Search code examples
apache-sparkkubernetesapache-zeppelin

Spark on kubernetes with zeppelin


I am following this guide to run up a zeppelin container in a local kubernetes cluster set up using minikube.

https://zeppelin.apache.org/docs/0.9.0-SNAPSHOT/quickstart/kubernetes.html

I am able to set up zeppelin and run some sample code there. I have downloaded spark 2.4.5 & 2.4.0 source code and built it for kubernetes support with the following command:

./build/mvn -Pkubernetes -DskipTests clean package

Once spark is built I created a docker container as explained in the article:

bin/docker-image-tool.sh -m -t 2.4.X build

I configured zeppelin to use the spark image which was built with kubernetes support. The article above explains that the spark interpreter will auto configure spark on kubernetes to run in client mode and run the job.

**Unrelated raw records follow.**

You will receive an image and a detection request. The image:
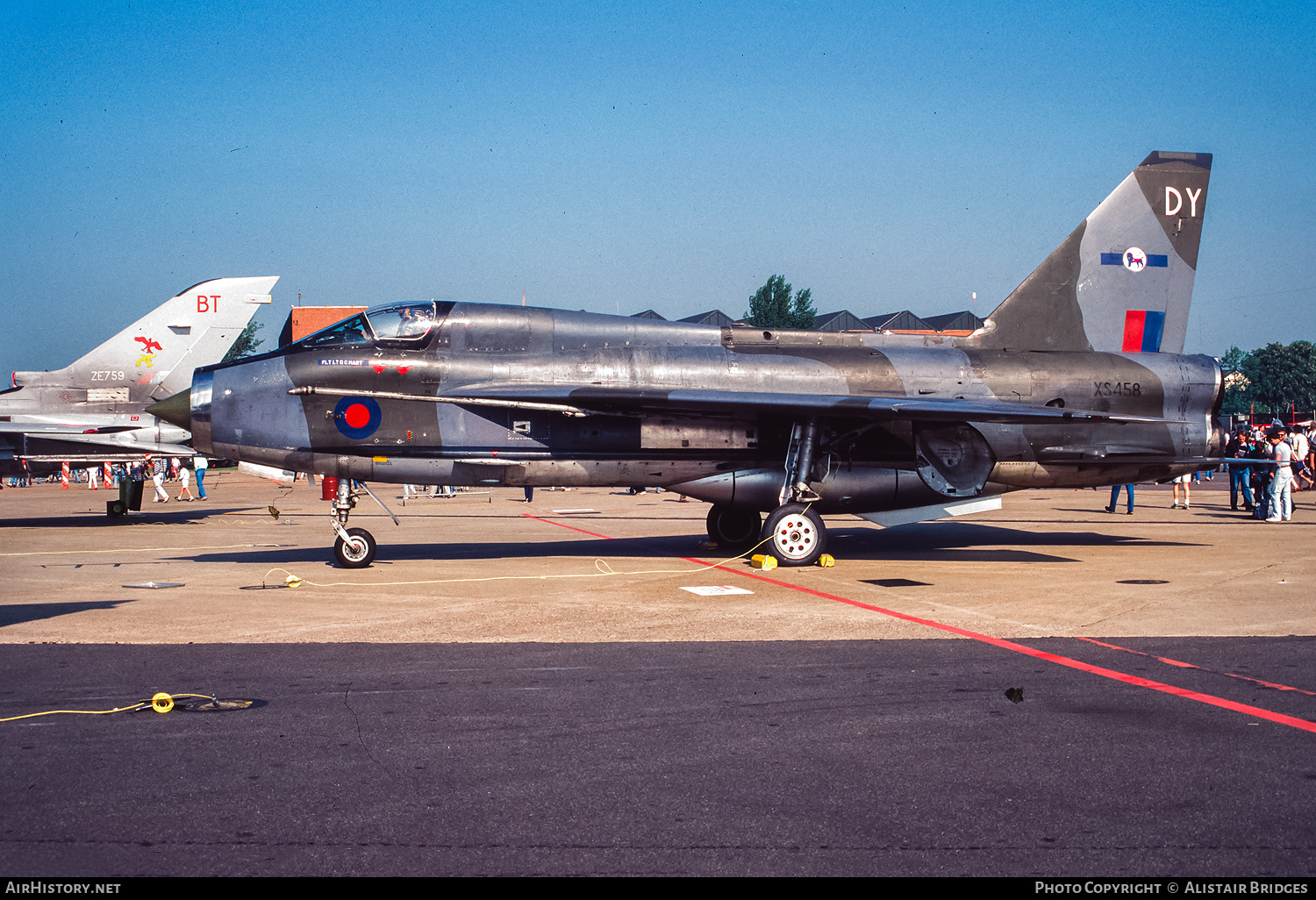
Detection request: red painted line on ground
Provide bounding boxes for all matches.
[1078,637,1316,697]
[523,513,1316,733]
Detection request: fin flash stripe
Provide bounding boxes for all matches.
[1121,310,1165,353]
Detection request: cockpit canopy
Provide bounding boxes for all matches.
[297,300,453,349]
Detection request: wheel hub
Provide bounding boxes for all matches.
[773,516,818,560]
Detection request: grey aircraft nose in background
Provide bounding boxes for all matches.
[152,153,1224,568]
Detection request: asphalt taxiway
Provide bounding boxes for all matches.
[0,473,1316,876]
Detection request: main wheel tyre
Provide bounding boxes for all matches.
[708,504,763,553]
[333,528,379,568]
[763,503,826,566]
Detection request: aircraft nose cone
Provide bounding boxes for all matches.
[147,389,192,432]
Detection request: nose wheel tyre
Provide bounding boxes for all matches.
[762,503,826,566]
[708,504,763,553]
[333,528,379,568]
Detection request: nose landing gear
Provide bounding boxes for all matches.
[329,478,400,568]
[763,503,826,566]
[333,523,379,568]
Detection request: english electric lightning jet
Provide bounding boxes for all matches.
[0,276,279,475]
[152,153,1224,568]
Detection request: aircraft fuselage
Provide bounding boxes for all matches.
[191,304,1223,512]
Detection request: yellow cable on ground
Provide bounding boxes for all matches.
[0,691,218,723]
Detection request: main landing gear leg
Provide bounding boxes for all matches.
[760,418,826,566]
[331,478,379,568]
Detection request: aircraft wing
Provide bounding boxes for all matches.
[290,384,1168,425]
[0,423,141,441]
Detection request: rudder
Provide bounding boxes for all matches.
[965,150,1211,353]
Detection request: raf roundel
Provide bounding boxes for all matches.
[333,397,383,441]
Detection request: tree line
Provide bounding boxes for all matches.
[1220,341,1316,418]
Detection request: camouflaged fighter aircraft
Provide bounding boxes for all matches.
[152,153,1224,568]
[0,276,279,475]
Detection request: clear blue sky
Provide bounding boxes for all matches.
[0,0,1316,371]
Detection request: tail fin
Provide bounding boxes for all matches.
[15,275,279,402]
[962,150,1211,353]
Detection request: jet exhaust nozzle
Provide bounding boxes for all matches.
[147,389,192,432]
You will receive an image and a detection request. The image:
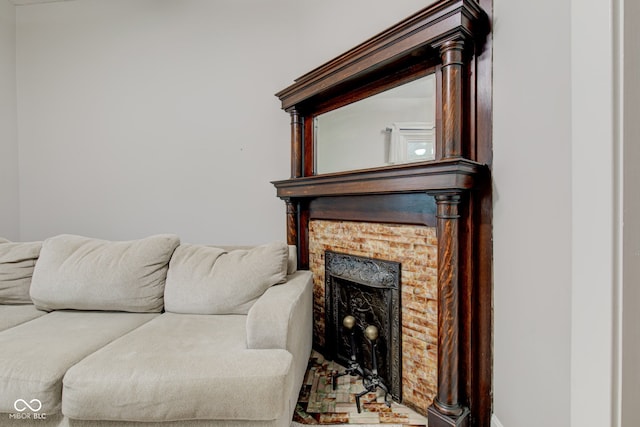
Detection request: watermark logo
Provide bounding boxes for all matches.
[9,399,47,420]
[13,399,42,412]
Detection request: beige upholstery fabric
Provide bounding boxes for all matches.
[0,311,158,414]
[62,313,292,422]
[66,416,286,427]
[31,234,180,312]
[247,271,313,422]
[0,239,42,304]
[217,245,298,275]
[164,242,289,314]
[0,304,47,331]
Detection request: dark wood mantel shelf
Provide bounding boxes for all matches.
[272,0,493,427]
[272,158,489,199]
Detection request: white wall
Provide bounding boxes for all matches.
[493,0,640,427]
[620,0,640,427]
[17,0,424,244]
[12,0,640,427]
[0,0,19,240]
[493,0,572,427]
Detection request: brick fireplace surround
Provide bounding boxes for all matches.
[309,220,438,415]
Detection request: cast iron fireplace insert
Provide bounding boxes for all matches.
[325,251,402,402]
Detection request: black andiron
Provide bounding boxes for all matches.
[332,316,391,413]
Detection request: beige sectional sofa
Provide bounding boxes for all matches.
[0,235,312,427]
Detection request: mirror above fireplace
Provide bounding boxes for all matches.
[273,0,492,427]
[313,74,436,174]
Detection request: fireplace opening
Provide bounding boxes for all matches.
[324,251,402,402]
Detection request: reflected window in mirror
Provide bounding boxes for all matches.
[313,74,436,174]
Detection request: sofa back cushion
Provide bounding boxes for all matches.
[31,234,180,313]
[0,238,42,304]
[164,242,289,314]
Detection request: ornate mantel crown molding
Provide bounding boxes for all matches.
[273,0,492,427]
[276,0,489,111]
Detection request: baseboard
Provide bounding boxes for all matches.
[491,414,504,427]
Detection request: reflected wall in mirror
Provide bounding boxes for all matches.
[314,74,436,174]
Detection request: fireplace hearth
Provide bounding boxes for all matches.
[324,251,402,402]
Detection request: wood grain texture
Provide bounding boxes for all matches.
[273,0,493,427]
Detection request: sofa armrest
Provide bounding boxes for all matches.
[247,271,313,357]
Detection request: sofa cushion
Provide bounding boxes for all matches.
[31,234,180,312]
[0,304,47,331]
[0,311,158,414]
[164,242,289,314]
[0,239,42,304]
[62,313,292,422]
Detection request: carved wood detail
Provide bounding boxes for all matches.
[273,0,492,427]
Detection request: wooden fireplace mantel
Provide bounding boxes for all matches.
[273,159,487,198]
[273,0,492,427]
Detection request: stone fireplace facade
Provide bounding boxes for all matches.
[309,220,438,414]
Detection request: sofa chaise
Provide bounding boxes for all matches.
[0,235,312,427]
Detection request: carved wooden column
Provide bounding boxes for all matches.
[284,108,303,259]
[429,192,469,427]
[284,201,298,245]
[428,39,470,427]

But whenever I try to run any parahgraph with spark I receive the following error

Exception in thread "main" java.lang.IllegalArgumentException: basedir must be absolute: ?/.ivy2/local

I tried setting the spark configuration spark.jars.ivy in zeppelin to point to a temp directory but that does not work either.

I found a similar issue here: basedir must be absolute: ?/.ivy2/local

But I can't seem to configure spark to run with the spark.jars.ivy /tmp/.ivy config. I tried building spark with the spark-defaults.conf when building spark but that does not seems to be working either.

Quite stumped at this problem and how to solve it any guidance would be appreciated.

Thanks!


Solution

  • I have also run into this problem, but a work-around I used for setting spark.jars.ivy=/tmp/.ivy is to rather set it is as an environment variable.

    In your spark interpreter settings, add the following property: SPARK_SUBMIT_OPTIONS and set its value to --conf spark.jars.ivy=/tmp/.ivy.

    This should pass additional options to spark submit and your job should continue.